Fig. 3.

Increased expansion and effector differentiation in the absence of Treg is IL-2–dependent. (A) CD45.1⁺ OT-I T cells (2 × 10⁶) were transferred to anti-CD25 or isotype-treated C57BL/6 mice immunized or not with OVA/QuilA at the time of transfer and additionally administered anti–IL-2 (JES6.1 plus S4B6) or PBS, as indicated. Seven days later, spleens were collected and the total number of OT-I T cells determined by FACS counting assay. (B) CD45.1⁺ OT-I T cells were transferred to anti-CD25 or isotype-treated nTx 11c.OVA mice administered either anti–IL-2 or PBS. Three days later, spleens were collected and the total number of OT-I T cells determined by FACS counting assay. (C and E) CD45.1⁺ OT-I T cells were transferred to DEREG or nontransgenic mice treated or not with DT, anti–IL-2, or PBS and immunized with QuilA at the time of transfer.
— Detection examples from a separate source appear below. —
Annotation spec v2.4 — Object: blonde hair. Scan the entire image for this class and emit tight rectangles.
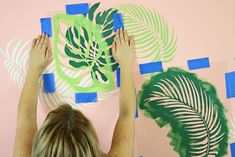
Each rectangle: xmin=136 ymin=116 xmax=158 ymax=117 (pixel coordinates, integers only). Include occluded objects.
xmin=32 ymin=105 xmax=102 ymax=157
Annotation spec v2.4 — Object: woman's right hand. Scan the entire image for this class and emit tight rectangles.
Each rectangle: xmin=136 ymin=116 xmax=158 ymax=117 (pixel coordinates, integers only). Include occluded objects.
xmin=112 ymin=29 xmax=134 ymax=67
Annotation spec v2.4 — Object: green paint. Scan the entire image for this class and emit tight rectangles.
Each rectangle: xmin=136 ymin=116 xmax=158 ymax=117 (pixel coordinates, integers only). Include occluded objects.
xmin=117 ymin=4 xmax=177 ymax=62
xmin=138 ymin=68 xmax=228 ymax=157
xmin=53 ymin=3 xmax=118 ymax=92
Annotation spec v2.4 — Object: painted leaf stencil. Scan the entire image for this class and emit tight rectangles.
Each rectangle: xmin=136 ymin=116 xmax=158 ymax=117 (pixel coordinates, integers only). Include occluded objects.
xmin=117 ymin=4 xmax=177 ymax=62
xmin=53 ymin=3 xmax=118 ymax=92
xmin=139 ymin=68 xmax=228 ymax=157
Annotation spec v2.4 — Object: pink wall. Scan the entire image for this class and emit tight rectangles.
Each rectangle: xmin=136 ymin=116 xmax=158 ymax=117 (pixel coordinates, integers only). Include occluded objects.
xmin=0 ymin=0 xmax=235 ymax=157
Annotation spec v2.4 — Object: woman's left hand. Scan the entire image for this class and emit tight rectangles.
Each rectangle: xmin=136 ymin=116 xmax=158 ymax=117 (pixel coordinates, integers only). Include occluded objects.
xmin=29 ymin=34 xmax=52 ymax=75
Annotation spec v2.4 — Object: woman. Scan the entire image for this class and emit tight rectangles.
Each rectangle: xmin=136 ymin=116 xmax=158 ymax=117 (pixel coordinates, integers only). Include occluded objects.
xmin=14 ymin=29 xmax=136 ymax=157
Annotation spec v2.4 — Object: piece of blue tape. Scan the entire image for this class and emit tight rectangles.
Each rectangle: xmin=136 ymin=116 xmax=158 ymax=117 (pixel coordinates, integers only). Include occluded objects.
xmin=116 ymin=68 xmax=121 ymax=87
xmin=230 ymin=143 xmax=235 ymax=157
xmin=113 ymin=13 xmax=124 ymax=32
xmin=40 ymin=17 xmax=52 ymax=37
xmin=65 ymin=3 xmax=89 ymax=15
xmin=188 ymin=58 xmax=210 ymax=70
xmin=75 ymin=93 xmax=97 ymax=103
xmin=139 ymin=61 xmax=163 ymax=75
xmin=43 ymin=73 xmax=55 ymax=93
xmin=225 ymin=71 xmax=235 ymax=98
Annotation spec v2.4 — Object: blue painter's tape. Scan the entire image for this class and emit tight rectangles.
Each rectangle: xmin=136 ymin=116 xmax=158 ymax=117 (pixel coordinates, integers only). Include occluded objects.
xmin=139 ymin=61 xmax=163 ymax=75
xmin=65 ymin=3 xmax=89 ymax=15
xmin=225 ymin=71 xmax=235 ymax=98
xmin=113 ymin=13 xmax=124 ymax=32
xmin=230 ymin=143 xmax=235 ymax=157
xmin=188 ymin=58 xmax=210 ymax=70
xmin=40 ymin=17 xmax=52 ymax=37
xmin=116 ymin=68 xmax=121 ymax=87
xmin=43 ymin=73 xmax=55 ymax=93
xmin=75 ymin=93 xmax=97 ymax=104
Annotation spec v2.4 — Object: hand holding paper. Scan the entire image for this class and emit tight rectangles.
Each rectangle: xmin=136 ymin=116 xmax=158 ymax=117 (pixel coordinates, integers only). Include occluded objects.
xmin=29 ymin=34 xmax=52 ymax=75
xmin=112 ymin=29 xmax=134 ymax=67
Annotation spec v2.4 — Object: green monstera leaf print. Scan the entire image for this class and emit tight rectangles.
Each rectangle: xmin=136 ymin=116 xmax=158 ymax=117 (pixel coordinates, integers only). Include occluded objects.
xmin=117 ymin=4 xmax=177 ymax=63
xmin=139 ymin=68 xmax=228 ymax=157
xmin=53 ymin=3 xmax=118 ymax=92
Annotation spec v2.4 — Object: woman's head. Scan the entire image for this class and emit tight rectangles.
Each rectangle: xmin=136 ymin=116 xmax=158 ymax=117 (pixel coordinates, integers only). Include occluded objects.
xmin=32 ymin=105 xmax=101 ymax=157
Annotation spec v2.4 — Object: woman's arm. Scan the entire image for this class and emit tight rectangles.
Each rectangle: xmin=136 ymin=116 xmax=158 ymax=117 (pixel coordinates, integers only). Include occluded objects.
xmin=108 ymin=30 xmax=136 ymax=157
xmin=14 ymin=35 xmax=51 ymax=157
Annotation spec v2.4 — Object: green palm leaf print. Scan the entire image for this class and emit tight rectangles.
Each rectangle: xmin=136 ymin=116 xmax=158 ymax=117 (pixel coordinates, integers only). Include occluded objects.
xmin=117 ymin=4 xmax=177 ymax=62
xmin=53 ymin=3 xmax=118 ymax=92
xmin=139 ymin=68 xmax=228 ymax=157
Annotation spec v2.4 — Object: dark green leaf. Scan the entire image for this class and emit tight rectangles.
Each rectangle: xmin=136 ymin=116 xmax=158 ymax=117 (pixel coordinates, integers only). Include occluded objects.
xmin=89 ymin=2 xmax=100 ymax=21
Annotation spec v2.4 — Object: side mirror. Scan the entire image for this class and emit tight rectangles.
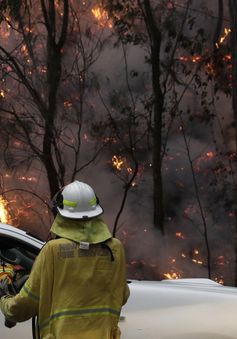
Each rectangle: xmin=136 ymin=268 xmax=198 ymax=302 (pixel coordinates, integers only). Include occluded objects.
xmin=0 ymin=248 xmax=36 ymax=270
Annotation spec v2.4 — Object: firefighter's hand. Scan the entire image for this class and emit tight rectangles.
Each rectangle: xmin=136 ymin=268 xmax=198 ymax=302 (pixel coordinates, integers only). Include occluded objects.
xmin=0 ymin=278 xmax=15 ymax=298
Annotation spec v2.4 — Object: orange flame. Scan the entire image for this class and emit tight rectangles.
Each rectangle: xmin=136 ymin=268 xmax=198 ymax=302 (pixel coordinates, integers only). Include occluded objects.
xmin=216 ymin=27 xmax=231 ymax=48
xmin=0 ymin=197 xmax=11 ymax=223
xmin=112 ymin=155 xmax=124 ymax=171
xmin=91 ymin=6 xmax=113 ymax=28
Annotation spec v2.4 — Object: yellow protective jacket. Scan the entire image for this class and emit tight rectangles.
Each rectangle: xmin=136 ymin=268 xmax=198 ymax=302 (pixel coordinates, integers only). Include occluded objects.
xmin=0 ymin=238 xmax=129 ymax=339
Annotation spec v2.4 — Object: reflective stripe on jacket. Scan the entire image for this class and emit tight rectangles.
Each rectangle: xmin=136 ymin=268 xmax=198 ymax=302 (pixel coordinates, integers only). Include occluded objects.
xmin=0 ymin=238 xmax=129 ymax=339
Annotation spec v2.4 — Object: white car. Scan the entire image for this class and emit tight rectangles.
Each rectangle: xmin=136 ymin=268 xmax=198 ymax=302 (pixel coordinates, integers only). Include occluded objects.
xmin=0 ymin=224 xmax=237 ymax=339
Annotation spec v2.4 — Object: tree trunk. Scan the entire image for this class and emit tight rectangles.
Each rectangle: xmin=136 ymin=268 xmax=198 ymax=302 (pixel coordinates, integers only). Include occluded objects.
xmin=143 ymin=0 xmax=164 ymax=233
xmin=229 ymin=0 xmax=237 ymax=286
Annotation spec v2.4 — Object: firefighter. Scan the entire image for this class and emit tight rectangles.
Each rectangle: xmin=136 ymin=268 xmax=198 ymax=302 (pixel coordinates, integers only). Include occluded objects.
xmin=0 ymin=181 xmax=129 ymax=339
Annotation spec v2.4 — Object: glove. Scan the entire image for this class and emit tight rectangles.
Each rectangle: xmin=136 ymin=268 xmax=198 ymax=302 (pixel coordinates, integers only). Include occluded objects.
xmin=0 ymin=278 xmax=16 ymax=298
xmin=4 ymin=318 xmax=16 ymax=328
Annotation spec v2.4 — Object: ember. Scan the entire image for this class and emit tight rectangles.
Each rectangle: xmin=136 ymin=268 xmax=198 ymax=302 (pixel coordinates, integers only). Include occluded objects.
xmin=0 ymin=196 xmax=11 ymax=223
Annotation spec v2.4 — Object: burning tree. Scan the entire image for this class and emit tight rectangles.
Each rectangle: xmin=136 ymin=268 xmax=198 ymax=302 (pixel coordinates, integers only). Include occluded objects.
xmin=0 ymin=0 xmax=237 ymax=284
xmin=0 ymin=0 xmax=109 ymax=220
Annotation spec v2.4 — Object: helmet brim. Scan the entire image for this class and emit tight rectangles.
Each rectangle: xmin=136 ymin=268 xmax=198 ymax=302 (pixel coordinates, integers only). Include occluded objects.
xmin=57 ymin=205 xmax=104 ymax=219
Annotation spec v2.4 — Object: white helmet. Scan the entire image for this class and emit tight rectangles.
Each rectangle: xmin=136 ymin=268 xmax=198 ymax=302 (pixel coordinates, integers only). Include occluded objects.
xmin=56 ymin=181 xmax=103 ymax=219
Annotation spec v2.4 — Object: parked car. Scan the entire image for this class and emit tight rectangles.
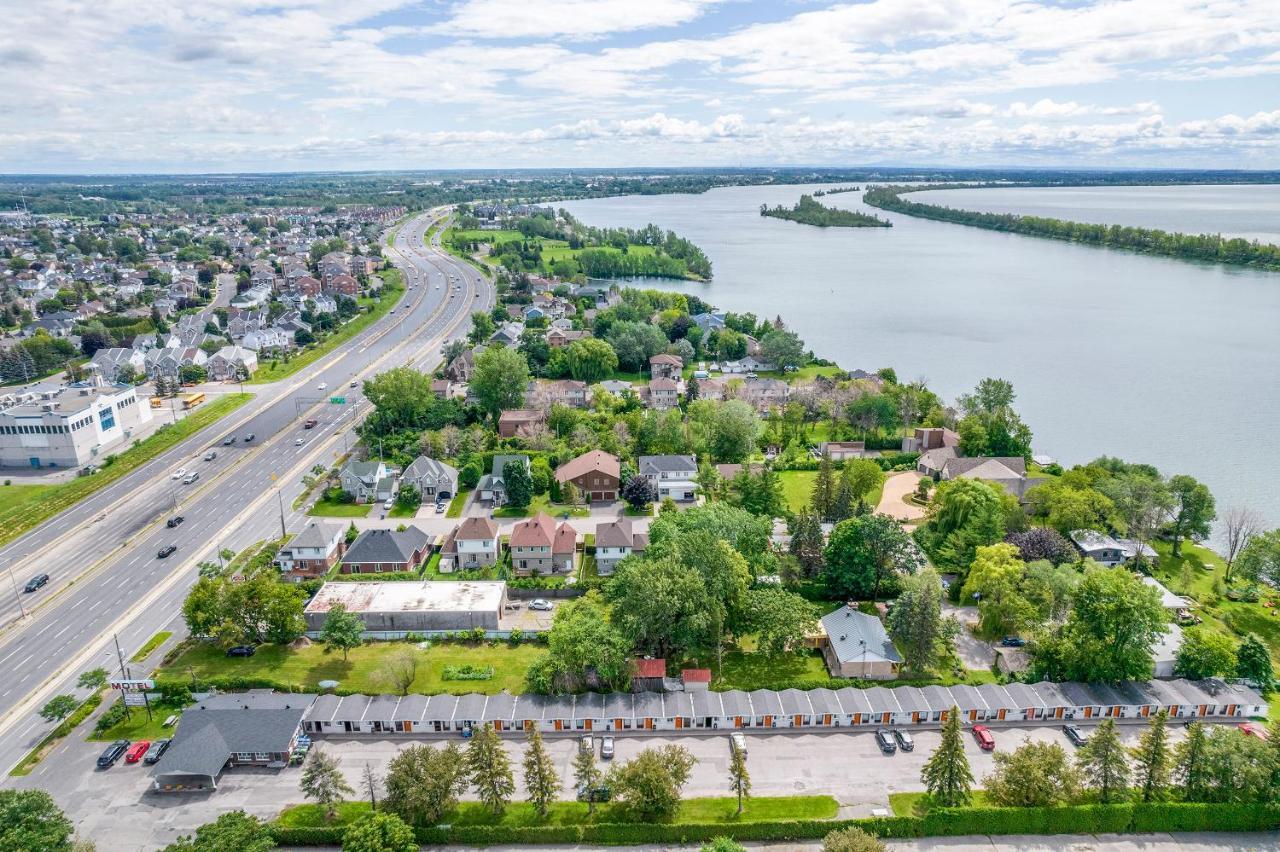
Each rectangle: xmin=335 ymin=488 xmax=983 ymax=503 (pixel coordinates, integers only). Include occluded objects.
xmin=1062 ymin=725 xmax=1089 ymax=746
xmin=142 ymin=739 xmax=173 ymax=766
xmin=876 ymin=728 xmax=897 ymax=755
xmin=124 ymin=739 xmax=151 ymax=764
xmin=97 ymin=739 xmax=129 ymax=769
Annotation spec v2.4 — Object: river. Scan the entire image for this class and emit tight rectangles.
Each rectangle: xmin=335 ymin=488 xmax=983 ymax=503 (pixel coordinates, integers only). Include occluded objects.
xmin=561 ymin=185 xmax=1280 ymax=534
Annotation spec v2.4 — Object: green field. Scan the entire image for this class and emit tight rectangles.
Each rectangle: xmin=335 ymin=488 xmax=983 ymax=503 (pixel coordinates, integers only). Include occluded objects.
xmin=244 ymin=269 xmax=404 ymax=385
xmin=276 ymin=796 xmax=840 ymax=828
xmin=0 ymin=394 xmax=253 ymax=544
xmin=156 ymin=642 xmax=547 ymax=695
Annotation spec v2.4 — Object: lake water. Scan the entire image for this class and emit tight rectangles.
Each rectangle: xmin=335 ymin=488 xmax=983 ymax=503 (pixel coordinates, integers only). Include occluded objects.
xmin=561 ymin=185 xmax=1280 ymax=537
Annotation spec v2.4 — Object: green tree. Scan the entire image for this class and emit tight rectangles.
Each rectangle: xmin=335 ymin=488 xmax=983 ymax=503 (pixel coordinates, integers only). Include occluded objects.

Seven days later, spleens (C) were collected and the total number of OT-I T cells determined by FACS counting assay and serum IL-2 determined by ELISA (E). (D and F) CD45.1⁺ OT-I T cells were transferred to C57BL/6 mice treated or not with anti-FR4 and anti–IL-2 and immunized with OVA/QuilA at the time of transfer. Seven days later (D), spleens were collected and the total number of OT-I T cells determined by FACS counting assay and serum IL-2 determined by ELISA (F). (G) C57BL/6 mice were treated or not with anti-CD25 or anti-FR4. DEREG mice were treated with DT and 7 d later serum collected and IL-2 measured by ELISA. (H) CD45.1⁺ OT-I T cells (2 × 10⁴) were transferred to anti-CD25 or isotype-treated C57BL/6 mice administered either anti–IL-2 or PBS and immunized with OVA/QuilA at the time of transfer. Seven days later, spleens were collected and the total number of OT-I T cells determined by FACS counting assay. Data are pooled from at least two separate experiments and each datapoint portrays an individual mouse.